On nous apprend à l’école le sens de traits dessinés sur la carte et qui sont, à ce titre, présentés comme naturels alors qu’ils sont un découpage politique, artificiel du territoire. De même, les rivières ou les montagnes sont représentées comme des frontières naturelles alors qu’il s’agit surtout d’interfaces. Les rivières sont avant tout des espaces de vie et des zones où les échanges commerciaux sont les plus nombreux entre humains.
Développer une contre-culture cartographique peut, à l’inverse, être un puissant outil pour les luttes ?
En tant que simples récepteurs des cartes, nous n’avons aucun moyen de comprendre comment elles ont été conçues, de les vérifier, de les dénier ni de les corriger. Développer une contre-cartographie permet de s’emparer de ce pouvoir de dire le réel, et de lui faire dire autre chose et de nous intéresser à d’autres objets sur la carte.

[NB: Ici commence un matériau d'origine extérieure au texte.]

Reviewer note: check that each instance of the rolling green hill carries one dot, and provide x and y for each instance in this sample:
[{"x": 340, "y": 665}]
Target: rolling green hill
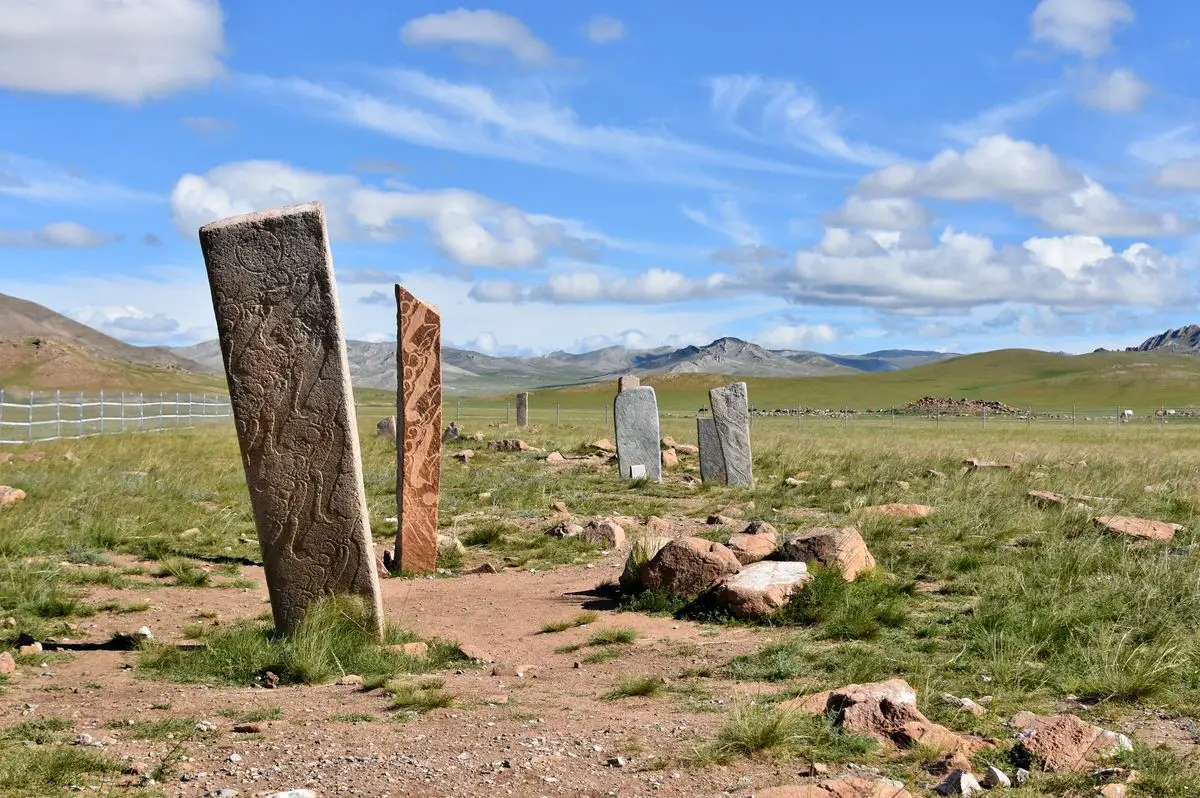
[{"x": 1023, "y": 378}]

Cela peut servir à se réapproprier l’espace public en cartographiant la vie quotidienne, en s’intéressant au corps et aux pratiques quotidiennes. Des « cartes de la peur » des femmes dans l’espace urbain peuvent, par exemple, déconstruire certains discours sécuritaires, en soulignant les problèmes de harcèlement de rue mais en pointant en même temps que l’espace le plus dangereux est parfois le domicile où se trouve le conjoint toxique, davantage que la rue la nuit.

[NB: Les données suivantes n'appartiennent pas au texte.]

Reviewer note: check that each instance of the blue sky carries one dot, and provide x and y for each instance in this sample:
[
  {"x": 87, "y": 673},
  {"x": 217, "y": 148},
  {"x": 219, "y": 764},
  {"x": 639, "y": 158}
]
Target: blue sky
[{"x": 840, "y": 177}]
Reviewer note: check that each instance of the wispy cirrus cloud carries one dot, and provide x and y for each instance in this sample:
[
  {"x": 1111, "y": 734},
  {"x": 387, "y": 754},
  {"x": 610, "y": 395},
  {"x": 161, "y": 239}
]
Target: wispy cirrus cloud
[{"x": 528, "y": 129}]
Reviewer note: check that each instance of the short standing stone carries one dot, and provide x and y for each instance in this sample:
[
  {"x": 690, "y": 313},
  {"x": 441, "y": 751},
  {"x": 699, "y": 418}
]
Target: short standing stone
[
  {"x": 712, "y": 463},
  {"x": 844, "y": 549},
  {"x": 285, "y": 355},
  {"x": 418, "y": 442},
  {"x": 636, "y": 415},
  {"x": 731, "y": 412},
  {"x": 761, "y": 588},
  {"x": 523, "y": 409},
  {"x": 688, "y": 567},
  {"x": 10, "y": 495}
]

Rendre visibles des enjeux spatiaux et des interactions humaines permet de politiser des problèmes que l’on pensait réduits à l’intimité. J’ai réalisé une cinquantaine d’ateliers cartographiques pendant le mouvement contre la réforme des retraites, qui dessinaient des zones de repli face à la répression policière, les lieux amis où se replier, les points d’eau publics, etc. Ce genre de démarche permet de reprendre conscience de la spatialité de nos vies, et de se réapproprier l’agora, l’espace public marchandisé et capté par d’autres pouvoirs.

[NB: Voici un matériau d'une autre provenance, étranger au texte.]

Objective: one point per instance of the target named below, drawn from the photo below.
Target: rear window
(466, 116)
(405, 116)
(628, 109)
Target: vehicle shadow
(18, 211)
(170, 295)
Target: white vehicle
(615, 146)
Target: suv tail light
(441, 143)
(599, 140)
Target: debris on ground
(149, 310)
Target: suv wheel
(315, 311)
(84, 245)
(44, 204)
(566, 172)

À quoi ressemblerait une cartographie écologique ?
En 1942, l’océanographe Athelstan Frederick Spilhaus a crée une projection cartographique centrée sur les océans, en montrant leurs connexions et l’unité du grand océan terrestre. Les militants écologistes ont utilisé ces cartes dans les années 1970 pour montrer cette unité de la Terre.
La cartographie peut être transcalaire : montrer à la fois le local et le global. C’est ce que font les cartes des luttes, comme celles contre les mégabassines ou représentant la zad de Notre-Dame-des-Landes en s’opposant à la vision techniciste de l’appropriation du territoire et en dessinant la vie qui occupe ces lieux. La carte représente alors cette idée, comme le disait le géographe Élisée Reclus, que l’homme est la nature prenant conscience d’elle-même.
On peut aussi sortir de la conception moderne de l’espace euclidien, qui dénie les autres représentations cosmogoniques ou symboliques de notre espace de vie. En Argentine, le groupe iconoclasistas fabrique des cartes du « corps-territoire », pour représenter le lien entre la prédation extractiviste de l’environnement et ses impacts sur notre santé.
En Australie, les Aborigènes ont leurs « songlines », des cartes des rêves, qui leur permettent de se déplacer sur le territoire à partir de versions chantées de leurs mythes originels, qui n’ont pas de matérialité physique. Ce sont des conceptions très difficiles à comprendre pour un Occidental.
Il faut partir de notre propre expérience de l’espace pour bâtir une contre-image du monde. Cela peut contribuer à recréer du commun, et à se le réapproprier.